Photo Credit: Mike Mozart
The TJX Companies (TJX) Consumer Discretionary – Specialty Retail | Reports May 17, Before Market Opens
Key Takeaways
The leading off-price retailer, The TJX Companies, is scheduled to report first quarter earnings Tuesday, before the opening bell. TJX is probably best known as the parent company of TJ Maxx, Marshalls, and HomeGoods. The company is coming off a spectacular fiscal 2016 where it beat in each of the fourth quarters. Given the shifting sentiment towards discounters, expectations are high that TJX will start 2017 off strong.

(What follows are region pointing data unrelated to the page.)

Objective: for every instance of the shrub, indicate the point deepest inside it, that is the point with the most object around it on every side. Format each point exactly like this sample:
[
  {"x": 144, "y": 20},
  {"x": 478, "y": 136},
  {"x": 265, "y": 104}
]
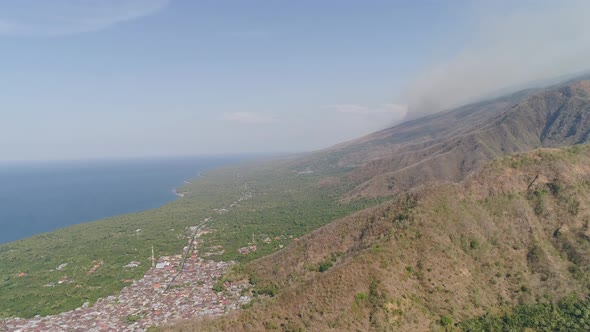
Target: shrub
[
  {"x": 446, "y": 321},
  {"x": 324, "y": 266}
]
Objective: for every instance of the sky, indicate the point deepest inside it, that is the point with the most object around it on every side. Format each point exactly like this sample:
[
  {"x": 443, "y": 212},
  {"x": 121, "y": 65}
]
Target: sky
[{"x": 86, "y": 79}]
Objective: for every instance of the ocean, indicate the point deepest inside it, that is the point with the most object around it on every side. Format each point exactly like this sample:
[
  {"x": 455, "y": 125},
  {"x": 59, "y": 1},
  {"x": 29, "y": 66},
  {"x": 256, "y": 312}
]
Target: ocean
[{"x": 37, "y": 197}]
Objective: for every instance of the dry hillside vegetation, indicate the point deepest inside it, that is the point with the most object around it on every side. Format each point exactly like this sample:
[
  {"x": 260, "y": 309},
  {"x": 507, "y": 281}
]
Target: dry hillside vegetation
[
  {"x": 451, "y": 144},
  {"x": 515, "y": 232}
]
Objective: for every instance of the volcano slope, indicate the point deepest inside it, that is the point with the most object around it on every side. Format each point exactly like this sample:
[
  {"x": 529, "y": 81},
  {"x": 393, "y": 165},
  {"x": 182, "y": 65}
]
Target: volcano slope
[
  {"x": 449, "y": 145},
  {"x": 514, "y": 232},
  {"x": 466, "y": 233}
]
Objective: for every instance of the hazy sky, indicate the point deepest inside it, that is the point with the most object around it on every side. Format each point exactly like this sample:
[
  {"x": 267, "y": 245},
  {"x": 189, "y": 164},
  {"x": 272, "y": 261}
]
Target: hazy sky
[{"x": 131, "y": 78}]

The Estimize consensus is calling for earnings per share of 71 cents on $7.3 billion in revenue, 1 cent higher than Wall Street on the bottom line and $20 million on the top. Compared to a year earlier earnings are predicted to climb 3% with sales up as much as 6%. On average, the stock is a positive mover durings earnings season, seeing its biggest movements 30 days prior and after earnings. This should be a nice boost for shares which are already up 11% from a year earlier.
TJX’s diverse holdings of off price retailers have resonated well with consumers. Overall comparable store sales were up 6% last quarter driven by a 6% increase from Marshalls and TJ Maxx and double digit gains in TJX Canada. On the year, TJX reported an increase in comparable store sales across its 4 major reporting segments. During fiscal 2016, the company benefited from ramped up efforts with marketing and promotional activities coupled with its emergence in the ecommerce space. The company also took over Australia based Sierra Trade Post stores which will provide a much need global presence. Store traffic has also been steadily improving.